In chapter 3, Bloch examines the meaning of the story's final footnote:

p10. ... all that is required is a single volume, ... that would consist of an infinite number of infinitely thin pages.

Of course, the finite Library discussed above (precisely one copy of each possible book) would not require a volume with an infinite number of pages. But let's assume an infinite series of copies of the Library. Under this assumption, Bloch gives three explanations of what this volume might be like, including what the resulting thickness of the entire volume would be. He touches on infinite series, sets of measure zero, and non-standard analysis (all at a very high level!). Given this sophistication, the chapter's "aftermath" about logarithms is a bit of an anti-climax. I was also surprised that he did not consider encoding the Library in a single real number (by concatenating all the books, and interpreting it as one base-25 "decimal" with a Vast number of digits).

In chapter 4, Bloch moves away from the size of the Library to its topology, again from the information given in the story:

p4. The Library is a sphere whose exact center is any hexagon and whose circumference is unattainable. ...
p6. The Library is unlimited but periodic.

From this is is clear that the Library is a 3-sphere. Bloch provides a nice little excursion into 3-spheres, 3-tori, and non-orientable 3-Klein bottles, with this time the "aftermath" going into some nice details about visualising higher dimensional spaces.

By chapter 5, Bloch is investigating more obscure, and possibly more interesting, properties of the Library. He points out an ambiguity in Borges' description of how the hexagons are arranged, and demonstrates that the "obvious" reading leads to a serpentine labyrinthine Library where spatially adjacent hexagons may be essentially unreachable along the available paths.

In chapter 6, Bloch looks at different interpretations of making an Order from multiple copies of the Library. Instead of an infinite Library made of identical copies of the single Library (since this is indistinguishable from a 3-torus), he investigates copies where the books are in different orders, then copies of this where the copies are in different orders, and so on. After asking us to contemplate the number of orderings of orderings of orderings of the books, of which there are (((251 312 000)!)!)!, (which is even more mind-blowingly inconceivably combinatorically Vast than a single Library, even Vaster by far than a googolplex, but still nowhere near the size of Graham's number) he goes on to discuss the fact that for a given spatial structure of a "unit Library" (called a libit), the overall ordering of orderings of ... is unique. (This, of course, destroys any information content there might have been in the books' order on the shelves.)
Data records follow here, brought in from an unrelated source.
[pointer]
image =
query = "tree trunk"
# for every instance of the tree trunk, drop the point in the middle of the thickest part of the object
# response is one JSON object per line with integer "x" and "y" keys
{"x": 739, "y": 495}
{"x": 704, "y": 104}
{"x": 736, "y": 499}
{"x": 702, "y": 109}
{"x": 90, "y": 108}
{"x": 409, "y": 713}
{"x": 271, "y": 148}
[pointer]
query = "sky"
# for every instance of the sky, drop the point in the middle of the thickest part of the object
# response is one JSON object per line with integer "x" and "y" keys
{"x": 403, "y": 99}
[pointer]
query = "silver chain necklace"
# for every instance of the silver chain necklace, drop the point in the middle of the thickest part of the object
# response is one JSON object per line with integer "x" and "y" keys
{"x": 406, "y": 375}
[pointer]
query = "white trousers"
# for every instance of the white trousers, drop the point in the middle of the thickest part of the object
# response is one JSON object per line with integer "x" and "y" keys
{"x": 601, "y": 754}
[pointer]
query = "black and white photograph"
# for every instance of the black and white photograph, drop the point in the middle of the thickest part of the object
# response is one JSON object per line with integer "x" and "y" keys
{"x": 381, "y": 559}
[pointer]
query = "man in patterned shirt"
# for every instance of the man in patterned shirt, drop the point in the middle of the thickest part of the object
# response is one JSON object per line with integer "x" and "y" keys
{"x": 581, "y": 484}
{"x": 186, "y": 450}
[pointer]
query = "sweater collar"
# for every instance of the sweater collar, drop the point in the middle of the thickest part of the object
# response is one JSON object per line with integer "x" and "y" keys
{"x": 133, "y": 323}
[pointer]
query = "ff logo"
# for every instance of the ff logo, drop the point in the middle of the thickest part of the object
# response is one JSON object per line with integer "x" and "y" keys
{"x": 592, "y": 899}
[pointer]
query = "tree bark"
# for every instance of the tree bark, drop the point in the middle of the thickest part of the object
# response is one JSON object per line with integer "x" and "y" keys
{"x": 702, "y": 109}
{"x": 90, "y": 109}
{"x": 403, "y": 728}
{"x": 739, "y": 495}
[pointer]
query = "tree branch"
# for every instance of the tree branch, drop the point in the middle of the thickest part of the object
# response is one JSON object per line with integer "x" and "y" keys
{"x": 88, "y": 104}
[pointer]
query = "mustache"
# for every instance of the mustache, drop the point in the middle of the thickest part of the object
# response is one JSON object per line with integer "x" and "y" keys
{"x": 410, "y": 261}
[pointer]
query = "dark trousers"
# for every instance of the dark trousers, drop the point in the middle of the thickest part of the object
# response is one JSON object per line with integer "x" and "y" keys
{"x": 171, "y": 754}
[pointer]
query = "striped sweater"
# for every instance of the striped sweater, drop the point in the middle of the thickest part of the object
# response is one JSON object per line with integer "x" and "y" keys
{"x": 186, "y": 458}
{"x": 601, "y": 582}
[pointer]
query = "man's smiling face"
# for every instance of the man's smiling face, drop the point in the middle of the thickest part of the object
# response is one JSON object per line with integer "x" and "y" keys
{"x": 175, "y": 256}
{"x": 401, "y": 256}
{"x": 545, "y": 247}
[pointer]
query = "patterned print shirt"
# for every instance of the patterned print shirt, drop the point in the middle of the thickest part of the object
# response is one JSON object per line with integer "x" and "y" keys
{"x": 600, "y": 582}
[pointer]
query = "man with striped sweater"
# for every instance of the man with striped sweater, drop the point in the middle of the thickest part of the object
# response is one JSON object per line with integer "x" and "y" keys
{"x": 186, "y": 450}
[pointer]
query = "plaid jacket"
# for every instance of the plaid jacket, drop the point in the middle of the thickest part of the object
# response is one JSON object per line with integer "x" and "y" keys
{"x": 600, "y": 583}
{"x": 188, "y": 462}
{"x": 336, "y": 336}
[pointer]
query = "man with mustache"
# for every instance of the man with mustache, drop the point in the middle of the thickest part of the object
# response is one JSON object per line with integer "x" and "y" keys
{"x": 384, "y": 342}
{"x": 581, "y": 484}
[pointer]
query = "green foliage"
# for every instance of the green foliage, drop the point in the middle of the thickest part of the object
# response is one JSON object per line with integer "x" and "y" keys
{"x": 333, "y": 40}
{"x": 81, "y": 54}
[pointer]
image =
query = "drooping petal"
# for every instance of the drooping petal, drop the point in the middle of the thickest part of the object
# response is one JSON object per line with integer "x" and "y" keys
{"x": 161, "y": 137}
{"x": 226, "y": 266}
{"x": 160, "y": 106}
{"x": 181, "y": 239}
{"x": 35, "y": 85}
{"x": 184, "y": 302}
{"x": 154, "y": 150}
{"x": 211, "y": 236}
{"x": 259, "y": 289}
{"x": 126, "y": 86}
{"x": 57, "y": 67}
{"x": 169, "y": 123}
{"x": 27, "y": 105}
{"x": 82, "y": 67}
In chapter 7, Bloch draws an amusing analogy between the actions of a librarian moving through the hexagons, consulting and annotating volumes, and a Turing Machine. This chapter is rather unnecessarily entitled "A Homomorphism", since:

p121. I stress that I am using the term "homomorphism" metaphorically. (In fact, I'm using "homomorphism" as a synonym for "metaphor.")

In chapter 8, Bloch discusses some other writers' analyses of The Library of Babel, showing some mathematical errors they make, and pointing out further interesting observations. And finally, he discusses how much Borges might have known of Cantor's and Russell's work, from analysing the annotations Borges made in the books in his own, much smaller, and much more useful, library.

If you are interested in teasing out the implications of what might appear to be throw-away lines in short stories, and if you need further convincing that Borges was a genius, this is a fun way to start.